The story is a murder mystery and perhaps a bit pedestrian/SF so far with its weird smoke-powered murderer. There's an overuse of 21st century young-people slang ("cool", "dude", "yo girl", etc), but I guess that's for the target audience. There are numerous discussions of bars, bar-hopping, curfews, intoxicated cadets, girls in towels, flirtations, so it's definitely up a few levels from the YA "Starfleet Academy" books of old, and maybe more akin to "The Best and the Brightest", which came out as a regular TNG novel.

I won't even be thumbing through it if I see it in the store.

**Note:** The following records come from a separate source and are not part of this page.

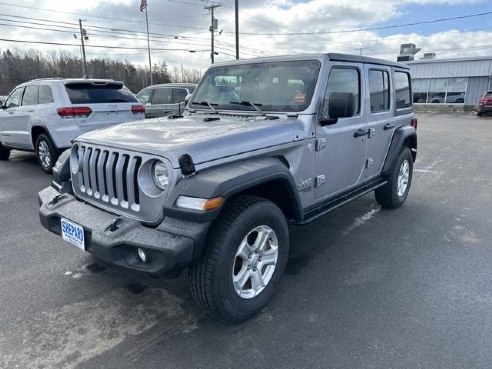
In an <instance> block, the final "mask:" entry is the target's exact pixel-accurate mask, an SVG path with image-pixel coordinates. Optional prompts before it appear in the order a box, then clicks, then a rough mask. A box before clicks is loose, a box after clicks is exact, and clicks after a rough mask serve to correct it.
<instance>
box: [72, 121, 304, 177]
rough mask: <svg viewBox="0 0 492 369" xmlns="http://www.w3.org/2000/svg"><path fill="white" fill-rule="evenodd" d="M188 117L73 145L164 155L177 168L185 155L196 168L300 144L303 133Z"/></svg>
mask: <svg viewBox="0 0 492 369" xmlns="http://www.w3.org/2000/svg"><path fill="white" fill-rule="evenodd" d="M214 118H217V116H215V115H207V116H192V117H186V118H180V119H168V118H156V119H148V120H145V121H136V122H129V123H123V124H119V125H116V126H112V127H110V128H106V129H101V130H96V131H91V132H88V133H85V134H83V135H82V136H79V137H78V138H77V141H80V142H86V143H89V144H95V145H100V146H107V147H113V148H120V149H126V150H131V151H137V152H143V153H147V154H153V155H158V156H163V157H166V158H168V159H169V160H171V162H172V165H173V167H175V168H177V167H179V163H178V158H179V157H180V156H181V155H183V154H190V155H191V157H192V158H193V161H194V163H195V164H201V163H205V162H208V161H211V160H216V159H220V158H224V157H228V156H233V155H238V154H242V153H247V152H252V151H255V150H259V149H263V148H267V147H271V146H276V145H280V144H284V143H288V142H293V141H296V140H300V139H302V138H304V137H305V136H306V132H305V130H306V128H305V126H304V125H303V123H302V122H301V121H300V120H298V119H296V118H280V119H276V120H264V119H255V118H254V117H247V118H246V117H224V116H220V120H211V119H214Z"/></svg>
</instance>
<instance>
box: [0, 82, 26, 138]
mask: <svg viewBox="0 0 492 369" xmlns="http://www.w3.org/2000/svg"><path fill="white" fill-rule="evenodd" d="M23 93H24V87H19V88H17V89H15V90H14V91H13V92H12V93H11V94H10V96H9V97H8V99H7V101H6V102H5V109H3V111H2V112H1V114H0V141H2V143H4V144H5V145H6V146H11V147H15V148H29V147H30V145H29V132H26V121H27V119H28V118H29V114H30V113H29V112H27V109H26V107H23V106H21V104H22V95H23Z"/></svg>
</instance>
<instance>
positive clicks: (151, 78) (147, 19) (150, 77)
mask: <svg viewBox="0 0 492 369" xmlns="http://www.w3.org/2000/svg"><path fill="white" fill-rule="evenodd" d="M145 23H146V24H147V51H148V53H149V72H150V84H151V85H153V84H154V83H153V80H152V60H151V59H150V36H149V16H148V15H147V7H145Z"/></svg>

That just sounds awful.
 
The story is a murder mystery and perhaps a bit pedestrian/SF so far with its weird smoke-powered murderer. There's an overuse of 21st century young-people slang ("cool", "dude", "yo girl", etc), but I guess that's for the target audience. There are numerous discussions of bars, bar-hopping, curfews, intoxicated cadets, girls in towels, flirtations, so it's definitely up a few levels from the YA "Starfleet Academy" books of old, and maybe more akin to "The Best and the Brightest", which came out as a regular TNG novel.

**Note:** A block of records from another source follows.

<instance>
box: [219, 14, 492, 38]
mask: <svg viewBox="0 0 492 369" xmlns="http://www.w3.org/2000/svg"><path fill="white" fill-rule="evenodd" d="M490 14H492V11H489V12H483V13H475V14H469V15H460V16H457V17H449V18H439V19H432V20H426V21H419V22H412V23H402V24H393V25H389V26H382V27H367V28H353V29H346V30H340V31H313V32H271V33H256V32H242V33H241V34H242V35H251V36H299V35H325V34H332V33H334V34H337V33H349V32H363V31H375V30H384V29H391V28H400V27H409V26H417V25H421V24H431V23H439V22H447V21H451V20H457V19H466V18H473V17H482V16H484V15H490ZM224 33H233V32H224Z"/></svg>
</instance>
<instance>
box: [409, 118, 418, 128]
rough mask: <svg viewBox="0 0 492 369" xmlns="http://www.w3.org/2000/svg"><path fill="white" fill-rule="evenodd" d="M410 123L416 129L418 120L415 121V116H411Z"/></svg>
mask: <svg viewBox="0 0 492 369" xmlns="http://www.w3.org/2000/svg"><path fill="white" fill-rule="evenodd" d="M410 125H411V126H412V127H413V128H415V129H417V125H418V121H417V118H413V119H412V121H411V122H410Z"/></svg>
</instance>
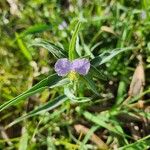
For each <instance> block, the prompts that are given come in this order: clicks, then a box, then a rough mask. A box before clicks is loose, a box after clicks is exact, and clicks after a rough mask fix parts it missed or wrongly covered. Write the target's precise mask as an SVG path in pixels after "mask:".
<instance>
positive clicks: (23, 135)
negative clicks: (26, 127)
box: [19, 128, 28, 150]
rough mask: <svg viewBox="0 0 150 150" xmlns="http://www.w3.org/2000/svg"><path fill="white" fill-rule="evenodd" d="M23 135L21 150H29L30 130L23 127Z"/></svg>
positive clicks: (19, 146)
mask: <svg viewBox="0 0 150 150" xmlns="http://www.w3.org/2000/svg"><path fill="white" fill-rule="evenodd" d="M22 130H23V131H22V136H21V138H20V143H19V150H27V147H28V132H27V129H26V128H22Z"/></svg>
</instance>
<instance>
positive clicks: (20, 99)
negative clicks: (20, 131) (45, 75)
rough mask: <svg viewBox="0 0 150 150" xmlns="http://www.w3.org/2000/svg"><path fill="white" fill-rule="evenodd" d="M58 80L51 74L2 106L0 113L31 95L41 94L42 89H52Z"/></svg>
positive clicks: (2, 105)
mask: <svg viewBox="0 0 150 150" xmlns="http://www.w3.org/2000/svg"><path fill="white" fill-rule="evenodd" d="M60 80H61V77H59V76H58V75H57V74H53V75H51V76H49V77H47V78H46V79H43V80H42V81H40V82H39V83H38V84H36V85H34V86H33V87H32V88H31V89H29V90H27V91H25V92H24V93H22V94H20V95H18V96H17V97H15V98H13V99H11V100H9V101H8V102H6V103H4V104H2V105H1V106H0V111H2V110H4V109H6V108H8V107H10V106H12V105H15V104H17V103H19V102H21V101H22V100H25V99H26V98H28V97H29V96H31V95H34V94H35V93H39V92H42V91H43V90H44V89H46V88H48V87H54V85H55V84H57V83H58V82H59V81H60Z"/></svg>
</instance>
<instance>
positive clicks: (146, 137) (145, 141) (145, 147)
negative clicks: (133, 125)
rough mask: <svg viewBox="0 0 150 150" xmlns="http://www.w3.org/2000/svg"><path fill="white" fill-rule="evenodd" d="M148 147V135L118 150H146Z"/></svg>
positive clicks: (149, 143) (126, 145) (149, 135)
mask: <svg viewBox="0 0 150 150" xmlns="http://www.w3.org/2000/svg"><path fill="white" fill-rule="evenodd" d="M149 148H150V135H148V136H146V137H144V138H142V139H140V140H138V141H136V142H134V143H132V144H128V145H126V146H123V147H120V148H118V150H141V149H143V150H148V149H149Z"/></svg>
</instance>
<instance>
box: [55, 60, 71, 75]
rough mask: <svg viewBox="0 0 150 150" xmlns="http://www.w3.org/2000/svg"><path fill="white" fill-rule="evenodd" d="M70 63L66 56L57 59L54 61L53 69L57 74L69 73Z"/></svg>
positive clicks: (61, 74)
mask: <svg viewBox="0 0 150 150" xmlns="http://www.w3.org/2000/svg"><path fill="white" fill-rule="evenodd" d="M70 68H71V63H70V61H69V60H68V59H67V58H62V59H58V60H57V62H56V63H55V71H56V72H57V74H58V75H59V76H65V75H67V74H68V73H69V71H70Z"/></svg>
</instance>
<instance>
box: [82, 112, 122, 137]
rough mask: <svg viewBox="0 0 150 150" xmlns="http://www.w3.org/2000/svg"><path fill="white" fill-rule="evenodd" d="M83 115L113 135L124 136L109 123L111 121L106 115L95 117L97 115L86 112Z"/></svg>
mask: <svg viewBox="0 0 150 150" xmlns="http://www.w3.org/2000/svg"><path fill="white" fill-rule="evenodd" d="M83 115H84V117H85V118H86V119H88V120H90V121H92V122H94V123H95V124H97V125H99V126H101V127H103V128H106V129H107V130H109V131H111V132H113V133H116V134H119V135H121V136H123V135H122V133H121V132H119V131H117V130H116V128H115V127H113V126H112V125H111V124H109V123H108V121H109V120H108V118H107V115H106V114H103V115H101V116H95V115H93V114H91V113H89V112H87V111H85V112H83Z"/></svg>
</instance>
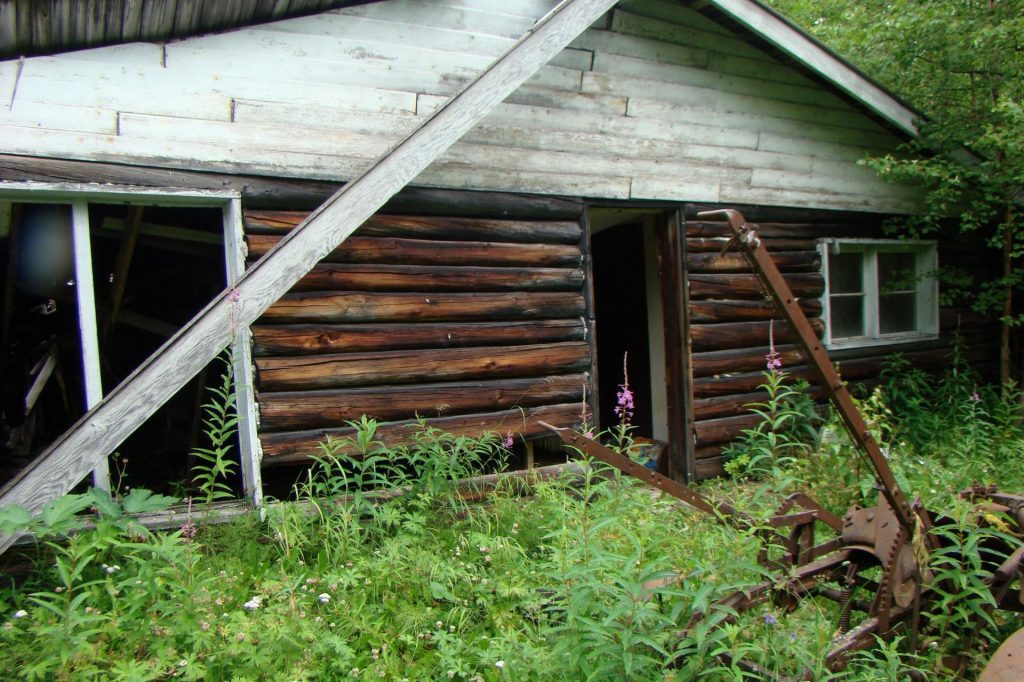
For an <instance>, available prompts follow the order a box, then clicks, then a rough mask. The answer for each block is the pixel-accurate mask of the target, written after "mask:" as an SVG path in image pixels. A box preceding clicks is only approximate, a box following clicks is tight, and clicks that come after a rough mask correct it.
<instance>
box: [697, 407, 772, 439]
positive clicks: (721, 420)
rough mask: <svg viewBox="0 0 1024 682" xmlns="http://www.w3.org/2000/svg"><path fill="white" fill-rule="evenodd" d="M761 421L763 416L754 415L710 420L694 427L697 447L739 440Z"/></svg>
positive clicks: (726, 417) (704, 421) (706, 421)
mask: <svg viewBox="0 0 1024 682" xmlns="http://www.w3.org/2000/svg"><path fill="white" fill-rule="evenodd" d="M760 421H761V416H760V415H756V414H753V413H750V414H745V415H739V416H736V417H722V418H721V419H709V420H706V421H702V422H697V423H696V424H694V425H693V431H694V439H695V441H696V446H697V447H703V446H706V445H714V444H717V443H727V442H730V441H732V440H735V439H736V438H738V437H739V436H740V435H741V434H742V432H743V431H744V430H746V429H753V428H754V427H755V426H757V425H758V422H760Z"/></svg>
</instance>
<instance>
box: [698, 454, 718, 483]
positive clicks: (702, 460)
mask: <svg viewBox="0 0 1024 682" xmlns="http://www.w3.org/2000/svg"><path fill="white" fill-rule="evenodd" d="M724 475H725V458H724V457H721V456H715V457H706V458H703V459H699V460H697V462H696V479H697V480H708V479H709V478H717V477H718V476H724Z"/></svg>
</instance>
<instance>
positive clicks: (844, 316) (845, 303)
mask: <svg viewBox="0 0 1024 682" xmlns="http://www.w3.org/2000/svg"><path fill="white" fill-rule="evenodd" d="M863 301H864V297H863V296H831V297H829V299H828V307H829V311H828V313H829V317H830V321H831V336H833V338H834V339H840V338H845V337H848V336H863V335H864V304H863Z"/></svg>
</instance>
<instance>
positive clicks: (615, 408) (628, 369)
mask: <svg viewBox="0 0 1024 682" xmlns="http://www.w3.org/2000/svg"><path fill="white" fill-rule="evenodd" d="M628 357H629V353H628V352H626V353H623V383H622V384H620V385H618V393H616V394H615V397H616V401H615V416H617V417H618V420H620V422H621V423H623V424H629V423H630V420H632V419H633V411H634V410H635V409H636V406H635V404H634V402H633V391H632V390H630V373H629V368H628V366H627V358H628Z"/></svg>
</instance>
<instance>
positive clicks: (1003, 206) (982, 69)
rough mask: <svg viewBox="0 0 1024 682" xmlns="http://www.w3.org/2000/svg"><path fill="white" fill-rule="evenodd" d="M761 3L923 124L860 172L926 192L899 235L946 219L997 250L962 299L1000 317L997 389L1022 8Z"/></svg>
mask: <svg viewBox="0 0 1024 682" xmlns="http://www.w3.org/2000/svg"><path fill="white" fill-rule="evenodd" d="M767 2H768V4H770V5H772V6H773V7H775V8H776V9H777V10H778V11H780V12H781V13H782V14H784V15H786V16H788V17H791V18H792V19H793V20H794V22H795V23H796V24H798V25H801V26H804V27H807V28H808V29H809V30H810V31H811V33H813V34H814V35H815V36H816V37H817V38H818V39H820V40H821V41H822V42H824V43H825V44H826V45H828V46H829V47H830V48H833V49H834V50H836V51H837V52H838V53H839V54H841V55H842V56H844V57H846V58H847V59H849V60H850V61H851V62H853V63H854V65H855V66H857V67H859V68H860V69H861V70H862V71H864V72H865V73H866V74H868V75H869V76H871V77H872V78H874V79H877V80H878V81H879V82H880V83H882V84H883V85H885V86H886V87H888V88H890V89H891V90H892V91H894V92H895V93H897V94H898V95H899V96H901V97H903V98H904V99H906V100H907V102H908V103H909V104H911V105H912V106H913V108H915V109H916V110H918V111H920V112H921V113H922V114H923V115H924V118H923V120H922V121H921V122H920V129H921V133H922V134H921V137H920V138H919V139H916V140H913V141H912V142H910V143H909V144H907V145H905V148H903V150H902V151H901V152H902V153H901V154H900V155H899V156H897V155H888V156H886V157H882V158H877V159H868V160H865V162H864V163H866V164H867V165H868V166H870V167H872V168H874V169H876V170H877V171H878V172H879V173H880V174H881V175H882V176H883V177H885V178H887V179H891V180H909V181H915V182H919V183H921V184H923V185H924V186H925V188H926V189H927V191H928V194H927V213H926V214H925V215H922V216H915V217H913V218H908V219H905V220H903V221H902V224H901V225H900V226H899V227H900V229H902V230H903V231H904V232H906V233H910V235H915V236H921V235H926V233H930V232H934V231H936V230H937V229H938V228H939V226H940V224H942V223H943V222H948V221H949V219H952V220H953V221H954V222H955V223H956V225H957V227H958V229H959V230H961V231H963V232H969V233H973V235H975V236H977V239H978V241H979V242H983V243H984V244H985V245H987V246H988V247H990V248H993V249H996V250H998V251H999V254H1000V260H1001V269H1000V271H999V272H998V273H997V275H996V276H993V278H991V279H990V280H988V281H987V282H980V283H974V284H973V286H972V289H973V290H974V291H973V292H971V293H972V294H973V296H972V298H973V300H974V305H975V308H976V309H978V310H980V311H993V310H994V311H996V312H998V314H999V316H1000V319H1001V323H1002V334H1001V338H1000V368H1001V369H1000V375H1001V376H1000V378H1001V379H1002V380H1004V381H1006V380H1008V379H1010V378H1011V377H1012V376H1014V374H1012V366H1013V363H1012V361H1011V360H1012V357H1011V331H1012V329H1013V328H1014V327H1018V326H1020V325H1021V324H1022V323H1024V316H1022V315H1021V314H1020V313H1019V308H1020V306H1019V305H1015V294H1016V295H1020V293H1021V290H1022V285H1024V276H1022V275H1024V268H1022V267H1021V261H1022V257H1024V218H1022V212H1024V0H913V1H911V2H894V1H888V2H887V1H885V0H859V1H858V2H848V0H767ZM1017 365H1018V366H1020V365H1021V364H1020V363H1018V364H1017Z"/></svg>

I won't even be thumbing through it if I see it in the store. That just sounds awful.

If I was entertained by that type of language, I'd just talk to my two teenage kids or watch an episode of iCarly. :guffaw:
 
The story is a murder mystery and perhaps a bit pedestrian/SF so far with its weird smoke-powered murderer. There's an overuse of 21st century young-people slang ("cool", "dude", "yo girl", etc), but I guess that's for the target audience. There are numerous discussions of bars, bar-hopping, curfews, intoxicated cadets, girls in towels, flirtations, so it's definitely up a few levels from the YA "Starfleet Academy" books of old, and maybe more akin to "The Best and the Brightest", which came out as a regular TNG novel.

I won't even be thumbing through it if I see it in the store. That just sounds awful.

If I was entertained by that type of language, I'd just talk to my two teenage kids or watch an episode of iCarly. :guffaw:

Can't say I'm to thrilled hearing about the use of contemporary language, but I doubt many of us here are still part of the target audience of these novels and if that is what it takes to reach younger readers, so be it. If some of those teens checking out those novels later "graduate" to the "normal" Star Trek novels we benefit, too, since S&S will only continue the Trek line as long as they see profit in it, and more readers= more profit=continuation of the line.